Shortly after, Maduro asked the Venezuelan Congress for emergency decree powers, announced an "anti-imperialist" national day, and launched a house-by-house signature campaign. For the first time in months, the anti-U.S. measures temporarily shifted attention away from the mass shortages of basic products, double-digit inflation and widespread criminal violence affecting the country.

The sanctions and Maduro's vociferous campaign against them dampened the acclaim Obama had garnered from leaders across the region, including Maduro, for easing the embargo with Cuba in December, his changing of U.S. immigration policy, and the $1 billion budget request for Central American nations plagued by slow economies and battered by drug gang violence.

A number of presidents, including Evo Morales of Bolivia and Daniel Ortega of Nicaragua, came out to support Maduro after the U.S. government declared Venezuela a national security threat. Juan Manuel Santos of Colombia said in interviews with local press that he rejected the sanctions.

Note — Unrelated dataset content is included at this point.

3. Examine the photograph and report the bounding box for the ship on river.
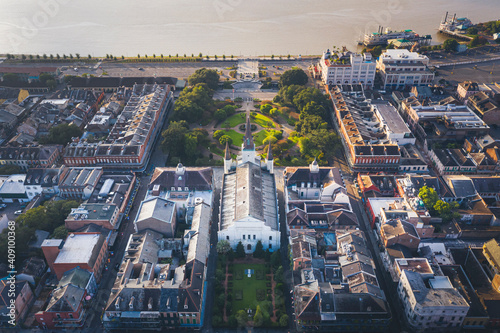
[359,26,432,46]
[439,12,474,40]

And the governing Castro, during his speech at the summit, said Obama should repeal the executive action.

When former Cuban President Fidel Castro, 88, appeared in public for the first time in over a year last month, it was to greet a group of Venezuelan visitors in the island.

"The Venezuelan government is taking advantage of something the U.S. did that was stupid to distract the discussion," said Joy Olson, executive director of the Washington Office on Latin America.

Obama's administration moved to assuage the tension as the summit approached. On Tuesday, Benjamin Rhodes, National Security Advisor for Strategic Communications, told reporters that the wording was procedural and clarified that the executive order was "not of a scale that in any way was aimed at targeting the Venezuelan government broadly or bringing about some type of dramatic change in terms of the government of Venezuela."

The following day, a close advisor to Secretary of State John Kerry, Thomas A. Shannon Jr., met with Venezuelan Foreign Minister Delcy Rodríguez. The ministry said through a release that Rodríguez demanded that the decree be repealed and that Shannon Jr. was "disappointed" with the ample solidarity in Latin America against Obama's actions toward Venezuela.

It did not seem to work. "Despite the brutal lie campaign of the imperial right the people of our America support us with Love. Viva Bolivar and Chavez!" said Maduro via Twitter shortly after arriving in Panama.

He visited Chorrillo, a neighborhood devastated by a U.S. invasion in 1989. During his speech on Friday, Maduro asked that the U.S. recognize the socialist revolution in Venezuela, that it revoke the decree, that it halt the psychological and military offensive in the American embassy in the country, and that the Miami and New York-based conspiracy to kill him be addressed legally.

Speaking to Obama, Maduro said: "I respect you but I don't trust you. If you want, we will talk. Now, if you don't want to talk, that's all right. It will be your legacy in Venezuela."